Em áudio, ela diz que houve combinação com Ministério Público para cassação de Cristóvão Tormin

Vereadora Luiza Diretora (DEM) | Foto: Reprodução

O promotor de Justiça Julimar Alexandro da Silva protocolou na Justiça um pedido de explicações para que a vereadora de Luziânia, Eliane Luzia Rezende de Freitas, conhecida como Luzia Diretora (DEM), esclareça informações que constam de um áudio no qual ela afirma suposta consulta ao Ministério Público para cassação do prefeito Cristóvão Tormin (PP).

No áudio, que circula entre redes de contato de WhatsApp na cidade, a vereadora diz que há um combinação com alguém não especificado do Ministério Público sobre uma suposta “combinação” para afastamento do prefeito.

“A procuradora hoje falou para nós (…) que o Ministério Público falou que tem que ser tudo muito bem pautado, bem pontuado que nós só temos 11. E que o viável seria arrumar alguém da Ordem dos Advogados do Brasil ou as meninas que são advogada das vítimas que ele assediou. Foi por isso que (…) solicitou em comum acordo conosco para dar entrada.

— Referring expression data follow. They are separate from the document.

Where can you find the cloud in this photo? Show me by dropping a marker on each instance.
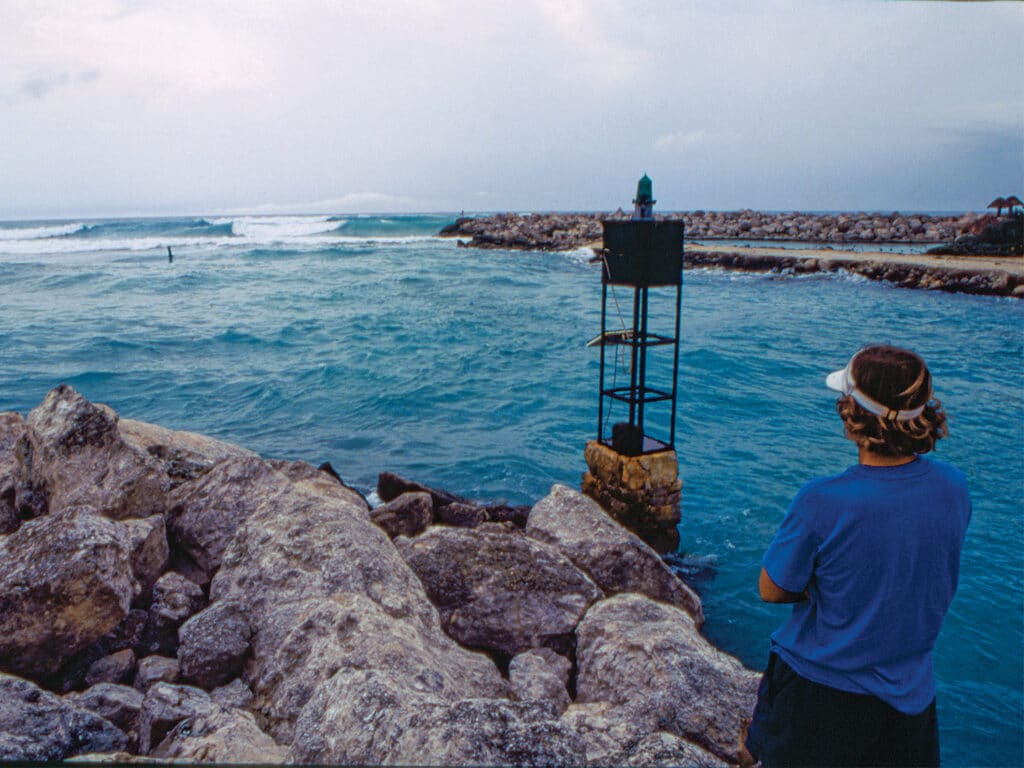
(41, 86)
(689, 139)
(357, 202)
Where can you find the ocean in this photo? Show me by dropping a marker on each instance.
(368, 342)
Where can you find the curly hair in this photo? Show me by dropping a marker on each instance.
(900, 380)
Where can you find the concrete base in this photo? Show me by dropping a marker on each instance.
(642, 493)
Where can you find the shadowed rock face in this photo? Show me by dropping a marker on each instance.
(648, 660)
(502, 592)
(37, 725)
(612, 556)
(66, 581)
(73, 449)
(327, 591)
(320, 642)
(370, 718)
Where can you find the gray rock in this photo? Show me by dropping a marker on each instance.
(75, 452)
(11, 430)
(540, 674)
(409, 514)
(65, 582)
(611, 738)
(37, 725)
(220, 736)
(164, 707)
(506, 593)
(669, 750)
(461, 515)
(233, 695)
(174, 600)
(615, 558)
(153, 670)
(150, 552)
(327, 591)
(649, 662)
(370, 718)
(116, 668)
(205, 514)
(119, 704)
(214, 643)
(128, 634)
(181, 456)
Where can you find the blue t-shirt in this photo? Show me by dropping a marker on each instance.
(878, 549)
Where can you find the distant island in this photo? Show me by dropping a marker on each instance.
(972, 253)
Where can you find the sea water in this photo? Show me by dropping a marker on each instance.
(370, 343)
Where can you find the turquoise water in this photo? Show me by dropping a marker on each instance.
(367, 342)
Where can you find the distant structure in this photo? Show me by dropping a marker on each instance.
(643, 206)
(633, 470)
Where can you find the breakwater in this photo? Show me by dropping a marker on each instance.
(202, 603)
(825, 236)
(565, 230)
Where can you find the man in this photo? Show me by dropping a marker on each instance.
(869, 558)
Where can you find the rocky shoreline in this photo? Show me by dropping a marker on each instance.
(171, 596)
(965, 237)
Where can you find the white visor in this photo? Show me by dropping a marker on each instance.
(842, 381)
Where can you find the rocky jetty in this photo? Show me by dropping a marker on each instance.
(902, 273)
(169, 596)
(968, 236)
(561, 231)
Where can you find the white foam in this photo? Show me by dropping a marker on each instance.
(38, 232)
(44, 247)
(279, 228)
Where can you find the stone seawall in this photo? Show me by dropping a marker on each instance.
(904, 274)
(986, 272)
(567, 230)
(167, 596)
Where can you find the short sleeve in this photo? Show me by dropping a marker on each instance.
(790, 558)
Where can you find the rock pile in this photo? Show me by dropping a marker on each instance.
(564, 231)
(165, 594)
(981, 282)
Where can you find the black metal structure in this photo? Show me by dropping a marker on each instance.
(640, 254)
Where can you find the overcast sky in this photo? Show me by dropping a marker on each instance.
(117, 108)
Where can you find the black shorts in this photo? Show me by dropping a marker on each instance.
(801, 723)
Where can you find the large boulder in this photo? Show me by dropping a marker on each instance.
(119, 704)
(326, 591)
(214, 643)
(205, 514)
(66, 582)
(175, 598)
(11, 430)
(164, 707)
(150, 552)
(115, 668)
(503, 592)
(182, 456)
(649, 662)
(219, 735)
(370, 718)
(615, 558)
(541, 675)
(156, 669)
(409, 514)
(611, 737)
(36, 725)
(74, 450)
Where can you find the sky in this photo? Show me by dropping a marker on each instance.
(159, 108)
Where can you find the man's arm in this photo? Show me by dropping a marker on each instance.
(772, 593)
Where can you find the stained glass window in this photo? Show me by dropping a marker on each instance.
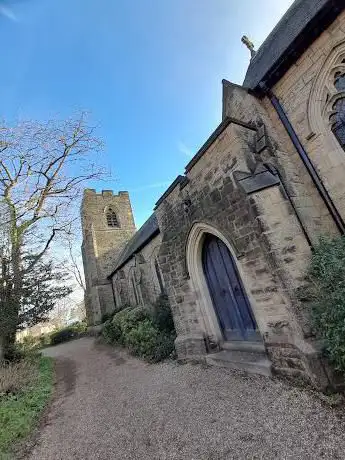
(111, 218)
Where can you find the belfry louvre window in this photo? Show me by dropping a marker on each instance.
(111, 218)
(338, 113)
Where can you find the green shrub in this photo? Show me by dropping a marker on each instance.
(23, 401)
(79, 326)
(130, 317)
(161, 314)
(111, 332)
(106, 317)
(137, 329)
(326, 291)
(62, 335)
(146, 341)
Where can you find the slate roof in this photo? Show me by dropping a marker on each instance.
(145, 233)
(282, 38)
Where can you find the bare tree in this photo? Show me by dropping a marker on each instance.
(43, 167)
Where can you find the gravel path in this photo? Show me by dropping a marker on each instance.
(111, 406)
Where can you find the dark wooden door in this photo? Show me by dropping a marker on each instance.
(229, 300)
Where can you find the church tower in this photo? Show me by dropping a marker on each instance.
(107, 225)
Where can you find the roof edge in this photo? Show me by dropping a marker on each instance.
(150, 237)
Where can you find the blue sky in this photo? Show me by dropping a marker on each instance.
(149, 72)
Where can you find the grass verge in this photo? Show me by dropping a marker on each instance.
(20, 412)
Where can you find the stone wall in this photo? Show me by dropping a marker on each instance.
(102, 245)
(303, 92)
(266, 239)
(137, 282)
(238, 103)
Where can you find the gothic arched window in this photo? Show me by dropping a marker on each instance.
(337, 117)
(111, 218)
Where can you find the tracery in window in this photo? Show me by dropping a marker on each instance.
(337, 117)
(111, 218)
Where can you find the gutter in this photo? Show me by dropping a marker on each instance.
(305, 158)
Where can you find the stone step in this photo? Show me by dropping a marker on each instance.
(242, 345)
(253, 363)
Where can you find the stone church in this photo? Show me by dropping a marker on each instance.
(230, 239)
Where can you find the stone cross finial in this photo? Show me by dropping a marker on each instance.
(250, 45)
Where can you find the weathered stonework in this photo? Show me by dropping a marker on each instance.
(248, 187)
(102, 245)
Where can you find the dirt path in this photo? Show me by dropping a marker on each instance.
(111, 406)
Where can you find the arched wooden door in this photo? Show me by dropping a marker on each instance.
(230, 302)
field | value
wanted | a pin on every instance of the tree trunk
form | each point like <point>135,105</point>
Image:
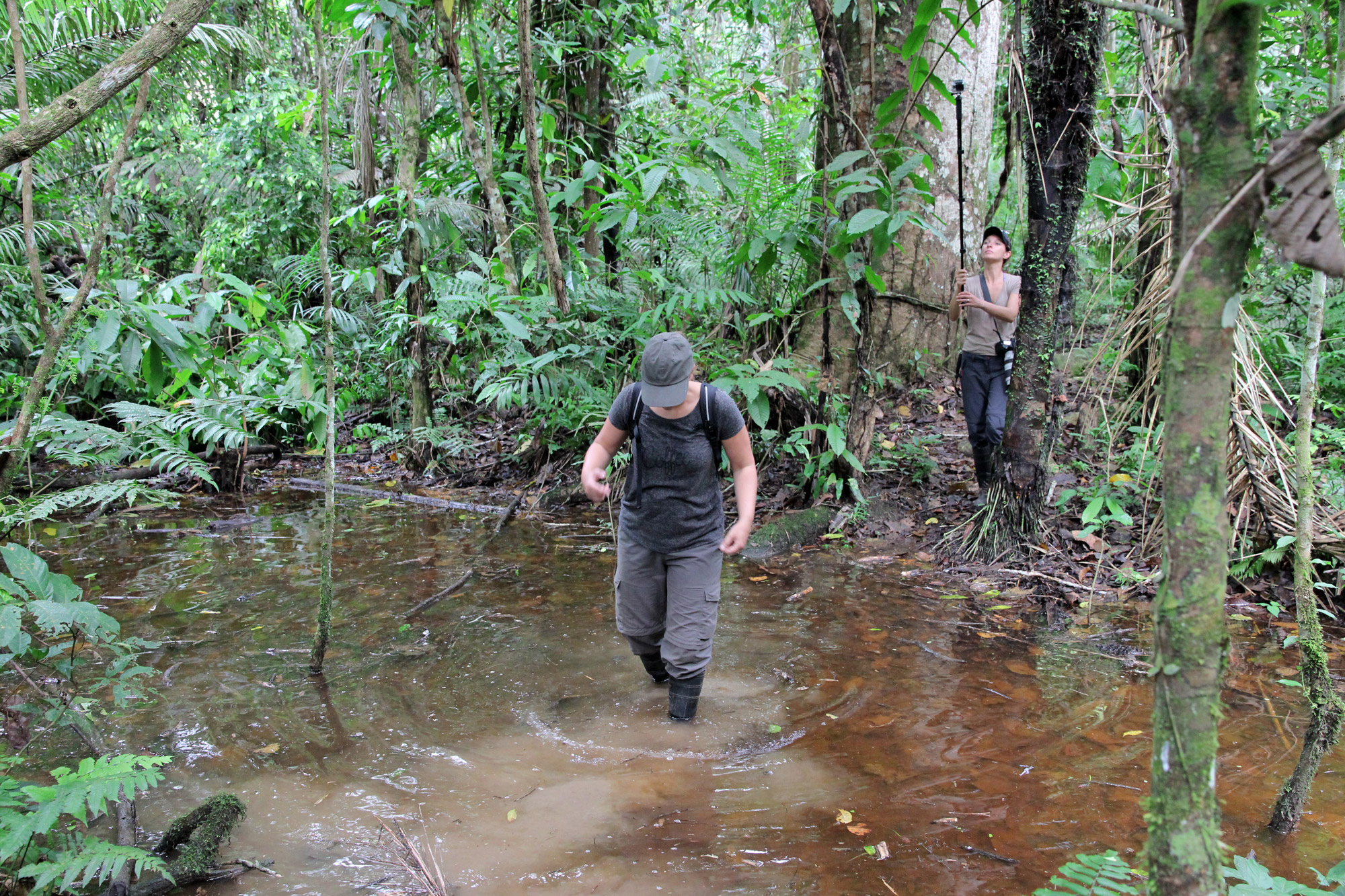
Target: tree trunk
<point>909,325</point>
<point>71,108</point>
<point>325,588</point>
<point>414,249</point>
<point>1215,115</point>
<point>1065,57</point>
<point>57,330</point>
<point>1325,702</point>
<point>528,91</point>
<point>482,155</point>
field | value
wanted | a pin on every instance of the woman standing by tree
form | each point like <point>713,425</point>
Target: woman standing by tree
<point>672,540</point>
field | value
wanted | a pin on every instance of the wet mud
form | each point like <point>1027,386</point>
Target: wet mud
<point>980,740</point>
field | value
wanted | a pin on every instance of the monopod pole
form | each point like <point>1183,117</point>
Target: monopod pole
<point>962,227</point>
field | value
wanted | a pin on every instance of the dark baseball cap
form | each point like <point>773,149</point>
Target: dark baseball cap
<point>666,370</point>
<point>996,232</point>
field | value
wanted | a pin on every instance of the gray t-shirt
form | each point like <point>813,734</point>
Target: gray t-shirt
<point>681,503</point>
<point>984,331</point>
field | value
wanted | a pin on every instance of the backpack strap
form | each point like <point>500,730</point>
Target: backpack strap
<point>637,487</point>
<point>709,425</point>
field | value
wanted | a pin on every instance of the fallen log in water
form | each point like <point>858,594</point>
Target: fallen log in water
<point>313,485</point>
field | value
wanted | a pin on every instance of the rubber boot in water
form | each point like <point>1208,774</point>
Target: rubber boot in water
<point>654,665</point>
<point>684,694</point>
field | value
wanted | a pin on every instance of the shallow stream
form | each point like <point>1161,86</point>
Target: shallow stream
<point>510,728</point>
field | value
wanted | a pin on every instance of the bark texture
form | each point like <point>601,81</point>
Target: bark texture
<point>482,154</point>
<point>414,249</point>
<point>1063,65</point>
<point>71,108</point>
<point>528,97</point>
<point>1215,114</point>
<point>325,587</point>
<point>57,329</point>
<point>1325,704</point>
<point>909,325</point>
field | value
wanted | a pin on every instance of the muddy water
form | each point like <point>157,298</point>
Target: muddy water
<point>512,729</point>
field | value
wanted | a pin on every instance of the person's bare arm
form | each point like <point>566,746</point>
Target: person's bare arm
<point>956,306</point>
<point>597,459</point>
<point>744,489</point>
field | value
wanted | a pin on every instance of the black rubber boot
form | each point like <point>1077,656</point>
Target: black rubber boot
<point>684,694</point>
<point>654,665</point>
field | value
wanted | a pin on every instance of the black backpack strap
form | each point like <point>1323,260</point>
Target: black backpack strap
<point>637,490</point>
<point>709,424</point>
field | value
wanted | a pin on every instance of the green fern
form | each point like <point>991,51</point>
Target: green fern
<point>1105,874</point>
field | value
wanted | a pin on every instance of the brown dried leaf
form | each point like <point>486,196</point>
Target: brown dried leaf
<point>1307,224</point>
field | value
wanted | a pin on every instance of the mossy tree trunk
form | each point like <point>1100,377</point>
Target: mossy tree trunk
<point>414,249</point>
<point>1214,114</point>
<point>325,588</point>
<point>528,97</point>
<point>1063,65</point>
<point>1325,704</point>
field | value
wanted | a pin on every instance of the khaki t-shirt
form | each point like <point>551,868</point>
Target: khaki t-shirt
<point>985,331</point>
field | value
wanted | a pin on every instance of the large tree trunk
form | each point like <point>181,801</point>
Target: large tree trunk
<point>325,588</point>
<point>528,96</point>
<point>54,327</point>
<point>73,107</point>
<point>910,321</point>
<point>1065,57</point>
<point>414,251</point>
<point>1215,115</point>
<point>1325,704</point>
<point>482,154</point>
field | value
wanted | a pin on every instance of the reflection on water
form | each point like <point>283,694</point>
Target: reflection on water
<point>512,728</point>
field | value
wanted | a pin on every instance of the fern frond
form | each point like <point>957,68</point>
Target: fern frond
<point>100,494</point>
<point>1102,874</point>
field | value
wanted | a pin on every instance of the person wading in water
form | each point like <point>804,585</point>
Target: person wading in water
<point>672,541</point>
<point>991,302</point>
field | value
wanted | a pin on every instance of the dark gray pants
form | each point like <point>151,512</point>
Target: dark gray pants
<point>669,603</point>
<point>984,403</point>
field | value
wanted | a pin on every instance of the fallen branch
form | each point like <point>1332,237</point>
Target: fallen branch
<point>431,602</point>
<point>1062,581</point>
<point>313,485</point>
<point>509,514</point>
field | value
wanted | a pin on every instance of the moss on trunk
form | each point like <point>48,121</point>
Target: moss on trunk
<point>1215,112</point>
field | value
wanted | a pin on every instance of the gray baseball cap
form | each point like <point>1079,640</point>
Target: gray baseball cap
<point>666,370</point>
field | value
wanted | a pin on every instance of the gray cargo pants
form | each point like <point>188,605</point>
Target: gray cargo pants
<point>669,603</point>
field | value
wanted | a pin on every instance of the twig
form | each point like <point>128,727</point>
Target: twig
<point>910,641</point>
<point>431,602</point>
<point>1161,17</point>
<point>1062,581</point>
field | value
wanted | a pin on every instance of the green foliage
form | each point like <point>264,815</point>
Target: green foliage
<point>42,827</point>
<point>1101,874</point>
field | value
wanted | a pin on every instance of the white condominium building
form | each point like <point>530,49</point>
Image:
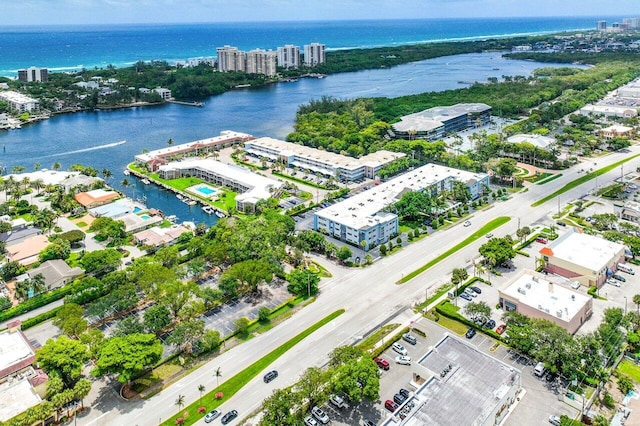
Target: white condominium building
<point>230,59</point>
<point>19,102</point>
<point>288,56</point>
<point>314,54</point>
<point>261,62</point>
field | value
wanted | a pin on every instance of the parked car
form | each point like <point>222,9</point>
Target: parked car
<point>404,360</point>
<point>398,348</point>
<point>382,363</point>
<point>619,278</point>
<point>310,421</point>
<point>320,415</point>
<point>212,415</point>
<point>390,405</point>
<point>337,400</point>
<point>408,337</point>
<point>470,333</point>
<point>270,376</point>
<point>399,399</point>
<point>465,296</point>
<point>229,416</point>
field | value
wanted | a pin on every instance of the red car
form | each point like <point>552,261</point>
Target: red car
<point>390,405</point>
<point>382,363</point>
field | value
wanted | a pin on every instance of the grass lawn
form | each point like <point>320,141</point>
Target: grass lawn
<point>235,383</point>
<point>630,369</point>
<point>495,223</point>
<point>582,179</point>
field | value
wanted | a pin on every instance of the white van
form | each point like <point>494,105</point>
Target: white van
<point>627,269</point>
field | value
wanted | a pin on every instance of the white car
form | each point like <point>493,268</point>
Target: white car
<point>398,348</point>
<point>404,360</point>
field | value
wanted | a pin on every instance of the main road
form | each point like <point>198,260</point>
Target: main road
<point>370,296</point>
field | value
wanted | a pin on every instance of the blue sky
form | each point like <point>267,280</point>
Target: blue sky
<point>39,12</point>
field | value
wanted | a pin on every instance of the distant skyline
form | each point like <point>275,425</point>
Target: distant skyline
<point>67,12</point>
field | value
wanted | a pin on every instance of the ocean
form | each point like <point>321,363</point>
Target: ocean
<point>63,48</point>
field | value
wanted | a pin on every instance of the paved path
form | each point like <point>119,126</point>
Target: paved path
<point>369,296</point>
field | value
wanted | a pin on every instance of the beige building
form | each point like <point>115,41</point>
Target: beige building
<point>532,294</point>
<point>588,259</point>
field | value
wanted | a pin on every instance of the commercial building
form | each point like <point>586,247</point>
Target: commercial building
<point>457,384</point>
<point>261,62</point>
<point>56,273</point>
<point>361,221</point>
<point>31,74</point>
<point>153,159</point>
<point>288,56</point>
<point>314,54</point>
<point>534,295</point>
<point>19,102</point>
<point>252,187</point>
<point>588,259</point>
<point>539,141</point>
<point>230,59</point>
<point>435,123</point>
<point>317,161</point>
<point>17,376</point>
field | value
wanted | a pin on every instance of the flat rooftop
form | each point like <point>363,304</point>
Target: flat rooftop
<point>359,211</point>
<point>15,398</point>
<point>587,251</point>
<point>532,289</point>
<point>330,158</point>
<point>468,393</point>
<point>15,352</point>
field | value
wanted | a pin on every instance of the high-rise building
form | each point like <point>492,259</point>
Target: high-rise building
<point>288,56</point>
<point>314,54</point>
<point>261,62</point>
<point>230,59</point>
<point>34,74</point>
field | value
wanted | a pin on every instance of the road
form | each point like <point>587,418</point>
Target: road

Para não tornar ilegal nós 11 pedir (sic)”, diz.

O prefeito foi afastado pela Justiça após investigação supostos crimes de importunação sexual contra servidoras públicas municipais. Diante disso, houve pedido de impeachment de Cristóvão Tormin que tramita na Câmara.

Explicações

Conforme destaca o promotor, as afirmações contidas no áudio são graves, já que sugerem que o MP estaria aliado a adversários política de Tormin com o intuito único de vê-lo afastado da vida pública.

O promotor Julimar Alexandro pondera que, embora seu nome não tenha sido expressamente citado, , sua imagem pública está sendo “evidentemente contestada” em Luziânia.

“Exatamente por isso, para que não paire dúvida sobre sua retidão profissional ou sobre a verdadeira intenção da vereadora em proferir tais afirmações, ambíguas, mas caluniosas, é que se socorre do Poder Judiciário para que tudo seja devidamente esclarecido”, pontua.

Assim, ele solicita que seja questionado à vereadora se é de sua autoria o áudio e as afirmações relacionadas ao Ministério Público de Goiás em Luziânia e, em caso positivo, que esclareça a quem ela se refere.